Jarvis Christian competes in 15 intercollegiate varsity sports: Men's sports include baseball, basketball, bowling, cross country, golf, soccer, track and field (outdoor) and wrestling; while women's sports include basketball, bowling, cross country, golf, soccer, softball, track & field (outdoor), volleyball and wrestling. The following sports will be added, effective in the 2022–23 school year: men's & women's wrestling, and co-ed competitive cheerleading called the "J Squad".

===Football===
Jarvis Christian had a college football team which competed from the 1910s until being discontinued in 1964. Notable coaches of the team included Ace Mumford (1924–1926) and Louis Crews (1957–1959).

===Accomplishments===
Jarvis Christian has appeared in the NAIA Men's Division I Basketball Tournament three times: 2003, 2008, and 2009. Jarvis women's track & field team won the RRAC conference championship for track & field in 2021.

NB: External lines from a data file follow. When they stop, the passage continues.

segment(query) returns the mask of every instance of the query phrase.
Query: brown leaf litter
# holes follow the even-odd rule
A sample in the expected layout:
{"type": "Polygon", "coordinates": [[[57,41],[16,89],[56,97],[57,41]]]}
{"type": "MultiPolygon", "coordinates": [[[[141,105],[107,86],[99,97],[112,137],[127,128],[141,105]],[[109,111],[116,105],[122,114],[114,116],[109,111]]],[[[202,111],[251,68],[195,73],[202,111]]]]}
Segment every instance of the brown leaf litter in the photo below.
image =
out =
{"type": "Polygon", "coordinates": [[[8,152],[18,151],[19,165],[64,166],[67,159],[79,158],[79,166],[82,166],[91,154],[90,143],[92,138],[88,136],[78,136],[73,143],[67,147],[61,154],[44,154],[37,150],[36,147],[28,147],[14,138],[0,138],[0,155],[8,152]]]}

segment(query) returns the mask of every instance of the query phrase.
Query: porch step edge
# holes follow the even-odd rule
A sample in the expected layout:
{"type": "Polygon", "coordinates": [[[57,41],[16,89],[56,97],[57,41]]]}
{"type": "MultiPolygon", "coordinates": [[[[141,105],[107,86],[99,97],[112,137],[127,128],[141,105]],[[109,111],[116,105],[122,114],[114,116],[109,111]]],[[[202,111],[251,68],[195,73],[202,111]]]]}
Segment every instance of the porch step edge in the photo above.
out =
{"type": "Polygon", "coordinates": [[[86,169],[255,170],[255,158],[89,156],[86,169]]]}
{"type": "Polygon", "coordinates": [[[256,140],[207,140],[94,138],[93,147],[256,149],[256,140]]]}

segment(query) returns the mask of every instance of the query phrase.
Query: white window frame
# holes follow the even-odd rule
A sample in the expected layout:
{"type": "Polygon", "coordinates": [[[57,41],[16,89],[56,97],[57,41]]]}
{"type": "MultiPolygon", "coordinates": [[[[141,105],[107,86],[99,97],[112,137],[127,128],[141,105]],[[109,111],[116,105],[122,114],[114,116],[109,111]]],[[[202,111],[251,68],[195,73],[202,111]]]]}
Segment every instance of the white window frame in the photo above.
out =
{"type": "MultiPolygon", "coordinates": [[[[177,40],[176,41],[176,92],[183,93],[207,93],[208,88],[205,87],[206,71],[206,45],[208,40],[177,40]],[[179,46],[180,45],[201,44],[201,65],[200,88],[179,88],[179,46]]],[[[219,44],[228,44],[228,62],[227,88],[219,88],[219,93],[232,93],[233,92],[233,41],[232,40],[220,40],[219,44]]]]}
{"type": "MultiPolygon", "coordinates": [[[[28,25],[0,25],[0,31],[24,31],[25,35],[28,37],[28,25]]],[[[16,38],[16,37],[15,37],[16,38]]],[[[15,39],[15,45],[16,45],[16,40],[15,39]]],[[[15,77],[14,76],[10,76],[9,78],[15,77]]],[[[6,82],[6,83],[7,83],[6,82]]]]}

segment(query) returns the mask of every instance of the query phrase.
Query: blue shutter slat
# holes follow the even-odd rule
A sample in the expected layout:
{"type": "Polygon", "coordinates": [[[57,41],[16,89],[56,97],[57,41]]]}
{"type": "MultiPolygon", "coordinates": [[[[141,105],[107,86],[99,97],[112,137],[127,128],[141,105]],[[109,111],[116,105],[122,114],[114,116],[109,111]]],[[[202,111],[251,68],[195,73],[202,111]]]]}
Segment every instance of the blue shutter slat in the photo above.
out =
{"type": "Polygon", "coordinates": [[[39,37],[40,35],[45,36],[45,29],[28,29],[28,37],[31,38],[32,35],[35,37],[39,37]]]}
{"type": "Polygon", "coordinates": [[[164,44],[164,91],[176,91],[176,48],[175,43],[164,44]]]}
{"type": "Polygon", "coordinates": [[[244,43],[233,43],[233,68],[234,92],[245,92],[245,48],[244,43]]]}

==East Texas Natural History Collection==
Jarvis houses a regional collection of biological specimens in its 10,000 square foot Frost Hall. The collections are concentrated on the herbarium and entomology collections, but also houses minor holdings in other natural history areas of study and historical materials that are related to natural history or land use history.

==Notable people==
- Shirley J. Allen (born 1941), Jarvis alumna who became the first black and deaf woman to earn a doctorate
- Christine Benton Cash (1889–1988), one of the first Black women in Texas to hold a doctorate, education reformer, taught at Jarvis from 1958 to 1965, chaired the divisions of social sciences and teacher education
- "Ace" Mumford (1898 –1962) an American football coach, head coach at Jarvis from 1924 to 1926, head football coach at historically black colleges and universities in Texas and Louisiana from 1924 to 1961, inducted into at least eight halls of fame for his coaching accomplishments.
- David "Fathead" Newman (1933–2009), jazz and rhythm-and-blues saxophonist best known for his work with Ray Charles. Attended for three years before leaving to play professionally.
- Roena Muckelroy Savage (1904–1991), American concert soprano, musical theater director, playwright, associate professor of voice and chair of the humanities department.
- W. Sherman Savage (1890–1981), an American historian, first black graduate of University of Oregon, author of Blacks in the West, professor and chair of the department of history and social sciences from 1960 to 1970.
- Olujimi Brown, Jarvis alumnus, Atlanta pastor, author, 2026 candidate for governor of Georgia.